I: So, if you win a game against somebody that is stronger than you in ratings, then your rating goes up. So after about five tournaments, you have your real rating because at the first tournament, many people get really high ratings, then it starts going down or up…
KZ: …based on how many opponents you defeat or lose against?
KZ: Did you train a lot for this tournament?
I: Not really.
Y: I did.
KZ: How long have you guys been playing chess then?
I: I’d say, me, about a year or a year and a half.
KZ: What?? You’ve been playing for longer than that, haven’t you? You’re good enough to win second place in a tournament!
Y: I’ve spent around four years.
KZ: I was going to say! Weren’t you playing chess where you were here before? Not necessarily tournament-wise, though?
I: I just played against my brother every now and then because he started playing.
KZ: Alright, so you’ve [to Igor] been playing in tournaments for two years? But you’ve been playing the game for a few years.
KZ: And you [to Yegorii] said you’ve been playing for four years?
KZ: Cool! For those chess tournaments, are there qualifying rounds you need to pass to participate in the tournaments?
I: No. I’m pretty sure all you need is an account on www.uschess.org, sign up for the tournament, and you’re in!
KZ: Oh! So in tournaments, are there set brackets for the opponents you go against? Like how in some sports, you defeat someone, then go up a rank until you reach the podium?
I: No. There’s a system for it. Usually, the top-rated player plays versus the lowest-rated player. It goes like that to the middle. Then whoever is the winner of that middle match goes against somebody who won previously.
KZ: Cool! So how long do games typically last?
I: Well, in our last tournament, it was 25 minutes per person. But in other tournaments, it can be 30 minutes to an hour.
KZ: How long do tournaments last? Does it take a whole day? A weekend?
I: I remember a tournament that was a weekend, but it depends on the tournament because there is usually a lunch break. That break time varies from tournament to tournament.
KZ: Will you do more tournaments after this? Aim for the top spot?
I: Of course!
KZ: So this tournament was called the 2021 Gambit Scholastic Spring Tournament. Can you tell us what ‘gambit’ means?
I: Gambit means to sacrifice a piece in order to gain an advantage.
KZ: Did you have to do any gambits for your winning plays?
I: Well, I remember in one game, I did an accidental gambit which gave me victory. There was one more gambit in a different game that I did. I had to give away a bishop in order to do a really big attack!

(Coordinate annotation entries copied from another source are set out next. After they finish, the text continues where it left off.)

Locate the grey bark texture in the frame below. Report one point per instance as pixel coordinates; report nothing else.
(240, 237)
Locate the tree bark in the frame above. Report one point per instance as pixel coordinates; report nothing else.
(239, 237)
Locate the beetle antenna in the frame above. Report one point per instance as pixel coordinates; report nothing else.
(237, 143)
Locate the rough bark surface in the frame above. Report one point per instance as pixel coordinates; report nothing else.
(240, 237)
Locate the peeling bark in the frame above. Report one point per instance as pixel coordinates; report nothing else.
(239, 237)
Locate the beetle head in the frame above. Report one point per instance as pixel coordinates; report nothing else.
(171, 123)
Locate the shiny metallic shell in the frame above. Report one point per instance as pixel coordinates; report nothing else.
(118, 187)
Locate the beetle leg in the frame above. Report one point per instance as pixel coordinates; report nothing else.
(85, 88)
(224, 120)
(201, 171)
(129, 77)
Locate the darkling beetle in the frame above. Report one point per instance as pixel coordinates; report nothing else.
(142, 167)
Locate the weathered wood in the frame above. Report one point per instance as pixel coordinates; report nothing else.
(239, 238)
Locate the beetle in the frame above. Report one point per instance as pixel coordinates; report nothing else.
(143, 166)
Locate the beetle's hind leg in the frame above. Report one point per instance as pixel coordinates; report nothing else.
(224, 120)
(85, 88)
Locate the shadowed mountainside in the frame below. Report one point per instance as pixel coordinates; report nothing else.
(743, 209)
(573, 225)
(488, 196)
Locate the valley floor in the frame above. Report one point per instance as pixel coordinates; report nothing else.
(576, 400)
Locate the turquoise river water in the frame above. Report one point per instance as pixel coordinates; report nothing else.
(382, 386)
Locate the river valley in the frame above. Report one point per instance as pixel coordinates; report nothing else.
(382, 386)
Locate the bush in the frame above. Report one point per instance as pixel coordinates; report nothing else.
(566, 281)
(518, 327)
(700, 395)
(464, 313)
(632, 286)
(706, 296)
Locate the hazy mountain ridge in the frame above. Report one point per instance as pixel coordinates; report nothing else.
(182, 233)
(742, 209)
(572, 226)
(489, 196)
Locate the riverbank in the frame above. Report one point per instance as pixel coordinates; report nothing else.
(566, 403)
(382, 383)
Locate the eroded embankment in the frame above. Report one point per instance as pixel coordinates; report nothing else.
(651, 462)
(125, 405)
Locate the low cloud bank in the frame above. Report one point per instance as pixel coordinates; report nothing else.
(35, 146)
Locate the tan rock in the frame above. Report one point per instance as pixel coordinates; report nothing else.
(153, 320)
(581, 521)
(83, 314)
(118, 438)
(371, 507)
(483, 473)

I have learned quite a bit from these two about chess tournaments. Can you believe that all you have to do to participate is to sign up online? This tournament even featured children from Kindergarten to 12th grade, although they would be in different categories based on their rating. The Galchun Boys taught me what the word ‘gambit’ means. Even though they ranked second in this tournament, they will continue to participate in more tournaments to finally reach that top spot in the strategic game of chess.